Neraca perdagangan adalah selisih antara ekspor dan impor suatu negara. Apabila ekspor lebih tinggi, maka neraca perdagangan akan surplus. Sedangkan jika impor lebih besar, maka neraca perdagangan akan defisit.

Secara teoritis, jika suatu negara harus membayar uang lebih banyak ke negara lain (neraca dagang defisit), maka nilai tukar mata uangnya akan melemah. Sebaliknya, bilamana negara lain harus membayar lebih banyak uang ke negara itu (neraca dagang surplus), maka nilai tukarnya bakal menguat karena permintaan atas mata uangnya meningkat.

Jika Anda perhatikan, ini juga merupakan salah satu faktor yang menyebabkan Dolar AS diakui sebagai salah satu mata uang terkuat di dunia. Mata uang Dolar AS digunakan sebagai alat pembayaran dalam mayoritas transaksi internasional, bahkan dalam perdagangan yang tidak dilakukan oleh Amerika Serikat. Untuk itu pula, banyak negara menyimpan Dolar AS sebagai cadangan devisa. Efeknya, permintaan atas Dolar AS selalu tinggi, sehingga nilai tukarnya lebih mudah menguat terhadap mata uang-mata uang lemah seperti rupiah, ringgit, dan kawan-kawan.

mata uang terkuat di dunia

  • Neraca Transaksi Berjalan (Current Account)

Neraca transaksi berjalan terdiri atas neraca dagang dan beberapa variable lainnya yang mewakili arus dana masuk dan keluar dari suatu negara dalam suatu periode tertentu. Apabila lebih banyak dana masuk, maka neraca ini akan surplus. Kebalikannya, jika lebih banyak dana keluar, maka neraca ini akan defisit.

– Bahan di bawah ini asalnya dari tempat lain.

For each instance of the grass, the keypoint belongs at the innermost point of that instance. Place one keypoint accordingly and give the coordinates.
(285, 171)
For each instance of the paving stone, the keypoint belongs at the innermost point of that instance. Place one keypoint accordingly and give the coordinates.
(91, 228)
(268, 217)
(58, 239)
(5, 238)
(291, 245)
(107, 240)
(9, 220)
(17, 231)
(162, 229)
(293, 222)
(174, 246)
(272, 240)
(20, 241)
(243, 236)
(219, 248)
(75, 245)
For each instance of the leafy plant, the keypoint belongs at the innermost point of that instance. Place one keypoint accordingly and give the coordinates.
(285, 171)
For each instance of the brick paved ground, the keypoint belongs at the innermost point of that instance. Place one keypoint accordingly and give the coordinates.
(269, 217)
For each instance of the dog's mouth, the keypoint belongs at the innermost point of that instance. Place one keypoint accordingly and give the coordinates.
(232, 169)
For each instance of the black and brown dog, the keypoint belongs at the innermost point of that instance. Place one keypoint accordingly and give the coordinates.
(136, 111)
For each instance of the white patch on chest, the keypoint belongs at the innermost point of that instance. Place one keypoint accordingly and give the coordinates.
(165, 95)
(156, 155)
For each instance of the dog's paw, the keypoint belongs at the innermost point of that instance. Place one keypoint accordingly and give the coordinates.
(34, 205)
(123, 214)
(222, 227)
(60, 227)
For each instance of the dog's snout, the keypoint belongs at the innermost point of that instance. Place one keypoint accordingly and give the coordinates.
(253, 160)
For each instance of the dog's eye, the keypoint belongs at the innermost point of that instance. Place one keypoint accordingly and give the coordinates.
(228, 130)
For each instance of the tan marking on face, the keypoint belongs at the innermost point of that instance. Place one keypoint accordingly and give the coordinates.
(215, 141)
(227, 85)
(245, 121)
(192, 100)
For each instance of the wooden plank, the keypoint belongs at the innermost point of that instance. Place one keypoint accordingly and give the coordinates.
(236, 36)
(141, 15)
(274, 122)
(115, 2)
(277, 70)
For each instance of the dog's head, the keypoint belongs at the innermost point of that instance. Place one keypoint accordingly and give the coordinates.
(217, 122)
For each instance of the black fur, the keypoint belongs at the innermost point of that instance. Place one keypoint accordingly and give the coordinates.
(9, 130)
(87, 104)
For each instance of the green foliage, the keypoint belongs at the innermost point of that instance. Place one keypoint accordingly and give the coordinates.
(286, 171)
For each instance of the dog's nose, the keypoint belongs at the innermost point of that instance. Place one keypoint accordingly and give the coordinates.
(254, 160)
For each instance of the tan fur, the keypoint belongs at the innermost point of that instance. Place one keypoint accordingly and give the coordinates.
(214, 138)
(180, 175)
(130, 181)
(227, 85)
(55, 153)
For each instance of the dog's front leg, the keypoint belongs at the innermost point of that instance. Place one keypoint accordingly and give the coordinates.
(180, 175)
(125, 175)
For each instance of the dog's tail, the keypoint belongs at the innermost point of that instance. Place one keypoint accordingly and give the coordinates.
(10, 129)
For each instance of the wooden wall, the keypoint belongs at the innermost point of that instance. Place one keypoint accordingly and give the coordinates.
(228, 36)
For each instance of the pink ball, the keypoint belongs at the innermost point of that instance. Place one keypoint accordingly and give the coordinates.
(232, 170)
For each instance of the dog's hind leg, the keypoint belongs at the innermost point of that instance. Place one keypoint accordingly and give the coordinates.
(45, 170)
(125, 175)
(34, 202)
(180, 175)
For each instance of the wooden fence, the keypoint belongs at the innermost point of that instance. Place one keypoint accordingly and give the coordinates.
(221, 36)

Bagi negara-negara tertentu yang memiliki kepentingan investasi luar negeri sangat tinggi, maka bisa terjadi neraca dagang defisit, tetapi neraca transaksi berjalan malah surplus. Apabila hal itu terjadi, maka nilai tukar mata uang akan tetap kuat. Sebaliknya, jika neraca dagang surplus, tetapi neraca transaksi berjalan justru defisit; maka nilai tukar mata uang bakal melemah. Hal ini karena tinggi-rendahnya permintaan atas suatu mata uang itu sendiri lebih bergantung pada neraca transaksi berjalan, daripada neraca perdagangan.

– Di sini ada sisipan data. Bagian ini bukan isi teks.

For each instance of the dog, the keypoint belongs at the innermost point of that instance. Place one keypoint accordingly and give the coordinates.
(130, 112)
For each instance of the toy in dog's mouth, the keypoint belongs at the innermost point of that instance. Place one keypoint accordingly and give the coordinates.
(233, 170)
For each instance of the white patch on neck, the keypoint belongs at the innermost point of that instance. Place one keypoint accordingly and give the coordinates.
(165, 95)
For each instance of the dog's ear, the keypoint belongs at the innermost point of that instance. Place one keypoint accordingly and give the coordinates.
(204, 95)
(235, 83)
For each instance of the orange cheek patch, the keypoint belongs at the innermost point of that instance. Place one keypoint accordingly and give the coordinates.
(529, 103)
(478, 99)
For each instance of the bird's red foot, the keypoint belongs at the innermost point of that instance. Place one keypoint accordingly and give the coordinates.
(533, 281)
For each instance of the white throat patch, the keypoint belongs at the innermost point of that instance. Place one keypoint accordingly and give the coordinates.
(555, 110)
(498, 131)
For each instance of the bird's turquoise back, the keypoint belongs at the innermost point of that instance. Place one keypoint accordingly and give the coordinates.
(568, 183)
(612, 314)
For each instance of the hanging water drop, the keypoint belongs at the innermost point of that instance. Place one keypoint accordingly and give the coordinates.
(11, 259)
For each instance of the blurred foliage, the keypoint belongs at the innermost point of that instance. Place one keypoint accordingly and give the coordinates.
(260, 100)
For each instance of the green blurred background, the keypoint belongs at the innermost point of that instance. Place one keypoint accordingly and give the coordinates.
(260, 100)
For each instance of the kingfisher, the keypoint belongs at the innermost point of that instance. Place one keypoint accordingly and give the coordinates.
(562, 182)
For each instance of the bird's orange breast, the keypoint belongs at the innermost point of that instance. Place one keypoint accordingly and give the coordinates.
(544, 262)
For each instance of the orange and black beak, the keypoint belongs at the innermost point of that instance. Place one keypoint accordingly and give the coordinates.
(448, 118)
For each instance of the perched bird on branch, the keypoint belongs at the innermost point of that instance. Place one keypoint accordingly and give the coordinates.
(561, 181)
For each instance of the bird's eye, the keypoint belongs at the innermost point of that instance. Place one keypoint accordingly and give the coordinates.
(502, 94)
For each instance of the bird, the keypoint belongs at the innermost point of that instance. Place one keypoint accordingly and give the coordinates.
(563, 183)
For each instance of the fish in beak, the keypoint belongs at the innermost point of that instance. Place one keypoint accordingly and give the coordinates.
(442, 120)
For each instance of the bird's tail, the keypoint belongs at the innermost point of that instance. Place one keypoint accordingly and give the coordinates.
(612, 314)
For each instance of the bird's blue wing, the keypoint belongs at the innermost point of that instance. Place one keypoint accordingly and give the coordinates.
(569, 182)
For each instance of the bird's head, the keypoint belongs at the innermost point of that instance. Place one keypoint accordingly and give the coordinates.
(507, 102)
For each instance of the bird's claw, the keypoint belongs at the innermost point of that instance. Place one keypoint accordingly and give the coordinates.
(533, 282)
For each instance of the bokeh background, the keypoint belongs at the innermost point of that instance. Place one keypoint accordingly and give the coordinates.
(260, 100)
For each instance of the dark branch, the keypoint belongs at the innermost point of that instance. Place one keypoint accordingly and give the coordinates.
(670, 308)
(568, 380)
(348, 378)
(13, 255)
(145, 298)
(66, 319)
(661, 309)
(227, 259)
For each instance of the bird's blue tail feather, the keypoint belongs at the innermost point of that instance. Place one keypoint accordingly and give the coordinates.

  • Utang Negara (Public Debt)

Jaman sekarang, utang negara merupakan suatu hal yang lazim. Mayoritas pemerintah di dunia menjalankan anggaran belanja defisit, yang artinya pengeluaran negara lebih besar daripada pendapatannya. Kekurangan anggaran tersebut akan ditutup oleh pemerintah dengan menerbitkan surat utang (obligasi), menerima hibah (bantuan pembangunan), atau upaya penggalangan dana lainnya. Hal ini merupakan sesuatu yang wajar…hingga suatu level tertentu.

Utang negara yang terlalu besar akan menjadi beban perekonomian dan bisa mengakibatkan depresiasi nilai tukar mata uang. Terutama jika negara tak memiliki kemampuan untuk mengembalikan utang tersebut hingga terjadi gagal bayar (default), maka nilai tukar mata uangnya akan hancur. Bahkan, bukan tidak mungkin jika mata uangnya tak akan diterima lagi oleh negara lain dan masyarakatnya sendiri.

nilai tukar mata uang

  • Stabilitas Politik, Pertahanan, dan Keamanan

Dibandingkan kondisi-kondisi ekonomi yang dipaparkan di atas, stabilitas politik dan hankam bukan merupakan penggerak utama nilai tukar mata uang. Dalam kondisi normal, aspek ini justru takkan mempengaruhi nilai tukar mata uang sama sekali. Meski demikian, gonjang-ganjing politik dan hankam yang bersifat ekstrim dapat mempengaruhi nilai tukar secara signifikan dalam waktu cepat. Misalnya pada saat-saat pemilu atau pergantian kekuasaan, kudeta, pemberontakan bersenjata, bom teror berskala besar, peperangan atau invasi negara lain, serta demonstrasi jalanan yang berlangsung dalam waktu lama.

Sebagaimana telah diungkapkan sebelumnya, nilai tukar akan menguat jika permintaan atas suatu mata uang itu meningkat. Dalam kondisi instabilitas politik dan hankam di suatu negara, investor maupun masyarakat umum akan enggan memegang mata uang negara tersebut. Mereka akan cenderung memilih mata uang negara lain yang dianggap lebih stabil, atau justru membeli emas dan logam berharga lainnya sebagai upaya untuk melindungi kekayaannya. Aksi jual atas mata uaang itu pada akhirnya bisa mengakibatkan nilai tukar merosot.